Silica, Overtime, Persuader and Fiduciary Rules Will Strengthen Protections for Working Families
(Washington, DC, March 17, 2016) – Following the U.S. Department of Labor sending the much needed overtime rule to the Office of Management and Budget (OMB), the AFL-CIO renewed its call for final action on these worker protections to improve the lives of working people across the country. These regulations include rules on fiduciary responsibility, silica and the persuader rule.
“President Obama recognizes that the current rules are out of date and too weak to protect working men and women, so we are pleased that these improvements are moving forward,” said AFL-CIO President Richard Trumka. “These worker protections have been decades in the making. It’s time to push these rules over the finish line so these important protections are finally cemented into place.”
The extension of overtime protections will get America’s working people one step closer to receiving their rightfully earned overtime pay. The current provisions are outdated and exclude protections for too many working people. The overtime threshold would be increased, extending protections to millions of people and providing a boost to the economy.
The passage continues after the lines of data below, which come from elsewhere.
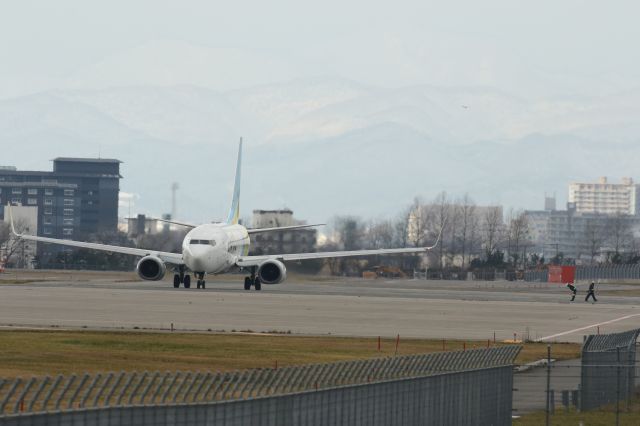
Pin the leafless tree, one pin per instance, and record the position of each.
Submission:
(467, 214)
(492, 222)
(619, 230)
(594, 237)
(418, 222)
(517, 233)
(379, 234)
(348, 234)
(442, 210)
(401, 228)
(10, 247)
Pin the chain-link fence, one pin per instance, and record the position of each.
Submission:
(600, 387)
(608, 368)
(438, 386)
(591, 273)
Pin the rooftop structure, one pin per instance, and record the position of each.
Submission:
(604, 197)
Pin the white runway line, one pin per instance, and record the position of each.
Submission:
(575, 330)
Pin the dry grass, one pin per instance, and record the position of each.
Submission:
(25, 353)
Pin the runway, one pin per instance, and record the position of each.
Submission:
(342, 307)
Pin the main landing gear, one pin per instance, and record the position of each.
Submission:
(252, 281)
(185, 279)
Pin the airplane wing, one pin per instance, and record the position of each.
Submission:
(281, 228)
(245, 261)
(173, 258)
(174, 222)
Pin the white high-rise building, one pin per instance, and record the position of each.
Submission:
(604, 197)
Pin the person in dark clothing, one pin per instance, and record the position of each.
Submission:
(573, 290)
(591, 292)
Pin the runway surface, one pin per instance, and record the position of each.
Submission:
(349, 307)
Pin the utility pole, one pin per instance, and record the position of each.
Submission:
(548, 420)
(618, 387)
(174, 188)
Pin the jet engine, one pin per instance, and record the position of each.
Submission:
(272, 272)
(151, 268)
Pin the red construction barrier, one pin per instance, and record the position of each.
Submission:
(562, 274)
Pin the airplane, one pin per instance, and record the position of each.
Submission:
(215, 248)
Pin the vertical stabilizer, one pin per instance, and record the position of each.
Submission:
(234, 213)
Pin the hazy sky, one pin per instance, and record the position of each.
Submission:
(532, 48)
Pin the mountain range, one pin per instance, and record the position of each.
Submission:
(324, 146)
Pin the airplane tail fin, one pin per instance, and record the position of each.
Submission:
(234, 212)
(10, 214)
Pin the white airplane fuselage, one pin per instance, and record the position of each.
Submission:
(214, 248)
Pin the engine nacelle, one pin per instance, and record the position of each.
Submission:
(272, 272)
(151, 268)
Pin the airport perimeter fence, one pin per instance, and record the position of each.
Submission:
(609, 369)
(592, 273)
(471, 387)
(596, 387)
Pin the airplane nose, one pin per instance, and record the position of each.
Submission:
(194, 259)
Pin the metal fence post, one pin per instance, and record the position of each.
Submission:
(548, 420)
(618, 386)
(37, 393)
(12, 389)
(65, 389)
(105, 383)
(78, 389)
(95, 380)
(52, 389)
(20, 399)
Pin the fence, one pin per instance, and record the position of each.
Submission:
(608, 368)
(470, 387)
(588, 273)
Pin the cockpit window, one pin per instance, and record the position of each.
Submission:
(203, 242)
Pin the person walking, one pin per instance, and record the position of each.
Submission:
(573, 290)
(591, 292)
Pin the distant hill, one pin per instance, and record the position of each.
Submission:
(327, 146)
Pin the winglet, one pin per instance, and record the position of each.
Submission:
(13, 229)
(234, 212)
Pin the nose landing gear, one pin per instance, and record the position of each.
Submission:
(200, 282)
(181, 277)
(252, 281)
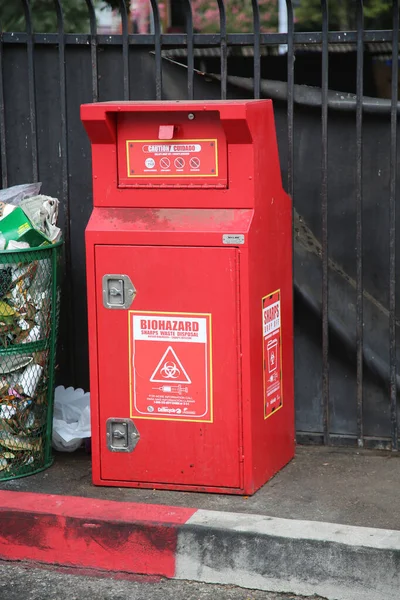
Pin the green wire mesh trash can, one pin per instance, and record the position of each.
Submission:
(29, 307)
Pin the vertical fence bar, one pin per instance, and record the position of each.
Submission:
(189, 48)
(324, 215)
(125, 47)
(157, 47)
(65, 183)
(3, 148)
(93, 50)
(256, 48)
(31, 89)
(392, 227)
(290, 107)
(359, 219)
(223, 47)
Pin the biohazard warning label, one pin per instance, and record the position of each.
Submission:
(272, 353)
(170, 366)
(180, 158)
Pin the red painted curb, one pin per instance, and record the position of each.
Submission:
(83, 532)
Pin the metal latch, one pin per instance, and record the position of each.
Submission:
(118, 291)
(122, 435)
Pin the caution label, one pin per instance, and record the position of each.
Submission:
(180, 158)
(170, 366)
(272, 353)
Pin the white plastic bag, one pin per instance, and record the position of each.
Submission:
(71, 420)
(15, 194)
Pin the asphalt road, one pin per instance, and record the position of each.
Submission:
(19, 581)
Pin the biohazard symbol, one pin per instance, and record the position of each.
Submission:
(170, 368)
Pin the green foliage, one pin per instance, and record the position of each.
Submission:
(44, 16)
(342, 15)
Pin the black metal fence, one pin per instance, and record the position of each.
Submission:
(339, 160)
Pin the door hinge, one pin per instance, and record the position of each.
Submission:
(122, 435)
(118, 291)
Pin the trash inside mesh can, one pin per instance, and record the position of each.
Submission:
(29, 306)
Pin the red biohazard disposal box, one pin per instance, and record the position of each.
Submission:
(189, 275)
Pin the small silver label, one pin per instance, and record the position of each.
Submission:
(233, 238)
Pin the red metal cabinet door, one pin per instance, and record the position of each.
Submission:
(183, 281)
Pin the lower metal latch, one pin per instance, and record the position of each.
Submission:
(122, 435)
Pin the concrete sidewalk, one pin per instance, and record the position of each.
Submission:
(328, 524)
(321, 484)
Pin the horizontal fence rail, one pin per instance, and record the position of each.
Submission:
(339, 159)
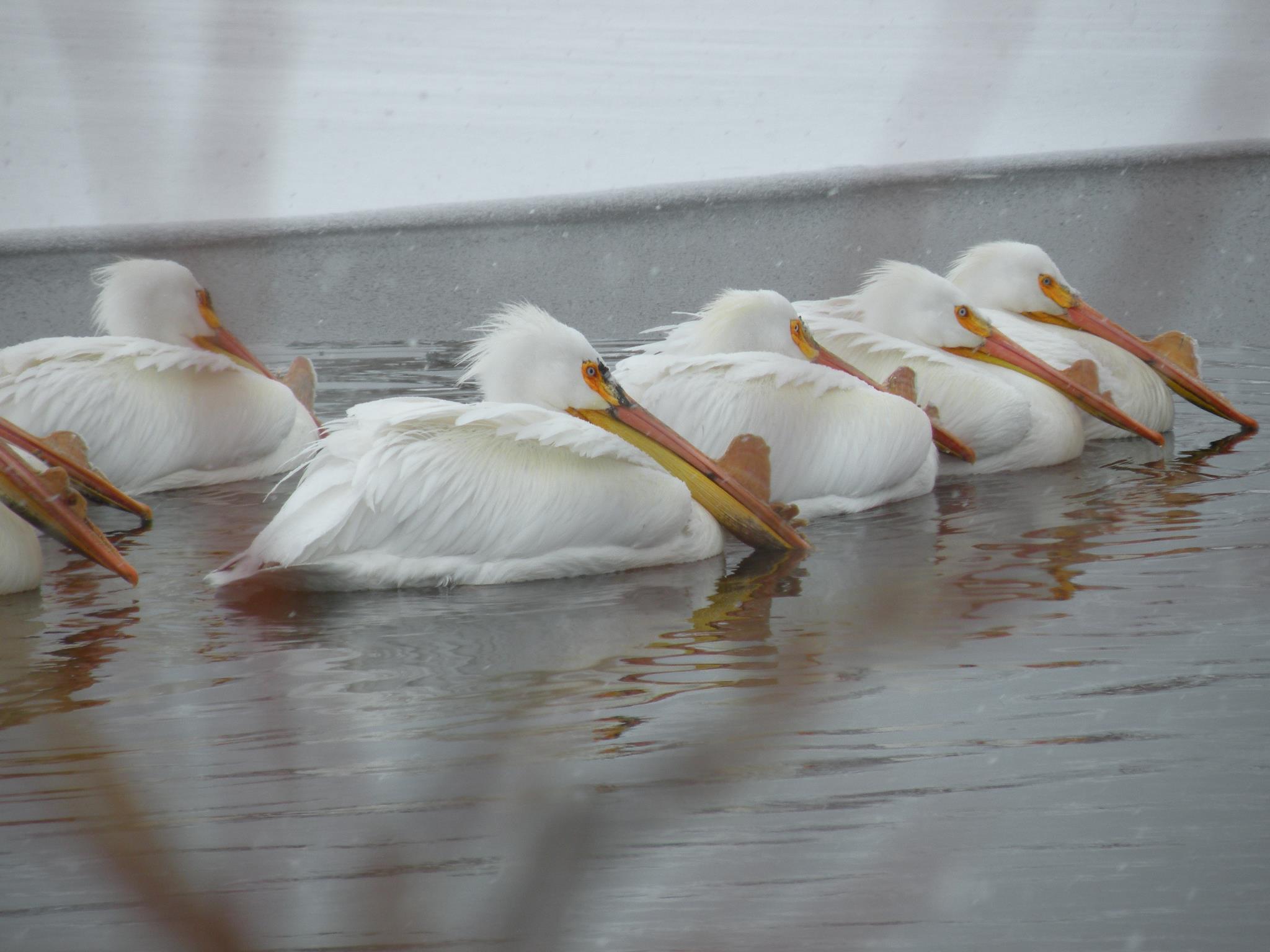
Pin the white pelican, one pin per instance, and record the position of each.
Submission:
(905, 315)
(168, 398)
(47, 500)
(422, 491)
(741, 366)
(1023, 280)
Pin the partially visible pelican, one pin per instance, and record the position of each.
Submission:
(742, 366)
(47, 501)
(168, 398)
(422, 491)
(1013, 408)
(1023, 280)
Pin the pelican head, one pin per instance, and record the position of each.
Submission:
(526, 356)
(144, 298)
(912, 302)
(735, 322)
(1013, 276)
(750, 322)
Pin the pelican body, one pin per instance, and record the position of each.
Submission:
(1048, 316)
(526, 484)
(837, 444)
(167, 398)
(1015, 410)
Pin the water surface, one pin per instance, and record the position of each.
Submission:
(1025, 711)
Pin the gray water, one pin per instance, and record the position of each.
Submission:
(1026, 711)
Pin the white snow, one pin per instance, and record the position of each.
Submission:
(190, 110)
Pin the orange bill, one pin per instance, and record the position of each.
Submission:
(223, 342)
(1186, 385)
(945, 441)
(1000, 350)
(86, 479)
(750, 518)
(47, 503)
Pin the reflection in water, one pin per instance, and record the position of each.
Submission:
(87, 631)
(726, 639)
(1108, 522)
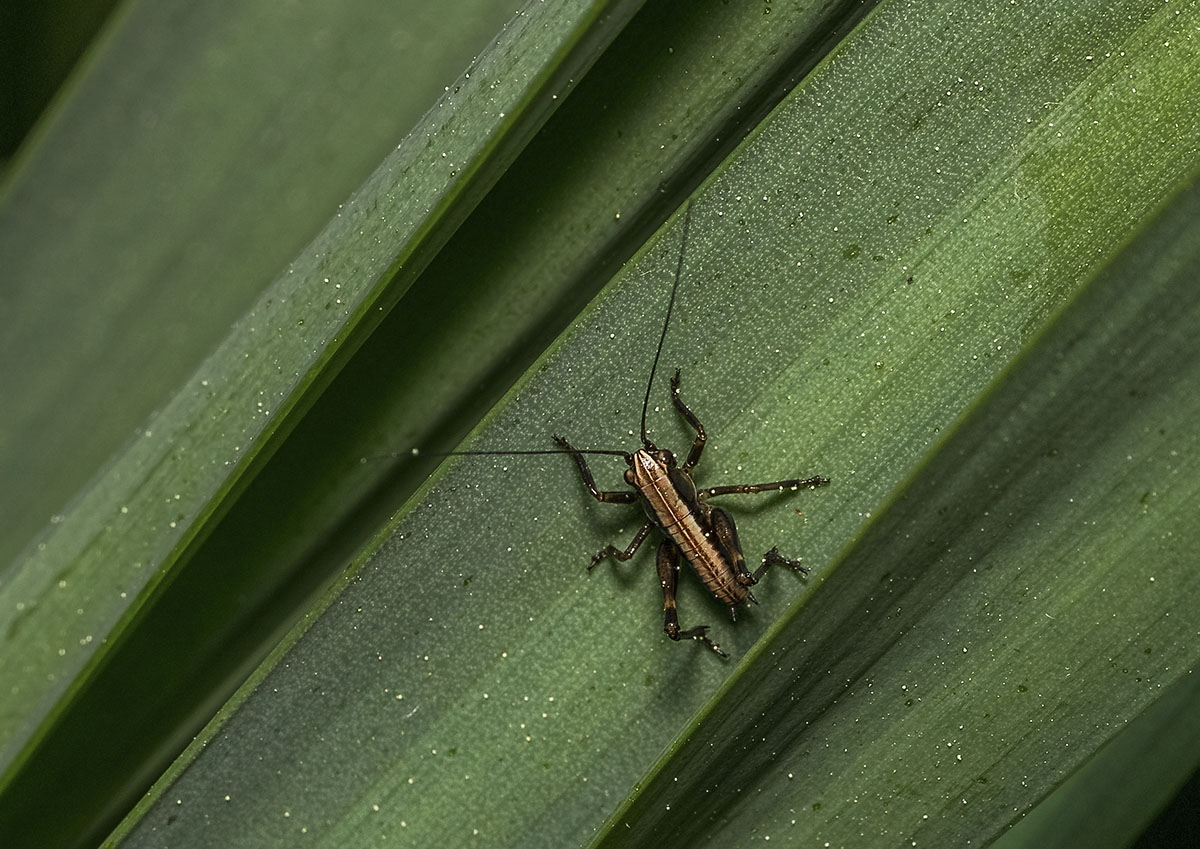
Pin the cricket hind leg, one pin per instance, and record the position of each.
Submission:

The new OSHA regulation on silica dust, a fine particle that is at least 100 times smaller than ordinary sand and that causes silicosis, would save 700 lives each year and prevent 1,700 new cases of silicosis—a deadly condition that affects the lungs. Exposure to silica dust can occur when working with stone, concrete, brick, industrial sand and mortar.
The new persuader rule closes the loophole that allows employers and management consultants to avoid public disclosure when employers hire outside union-busters during an organizing drive. These firms hide behind a loophole to avoid disclosure even when they are creating anti-union propaganda such as fliers and videos.
“We commend the Administration for moving the overtime protections bill to OMB and urge the Administration to finish its work on these critical worker protections,” said AFL-CIO President Richard Trumka.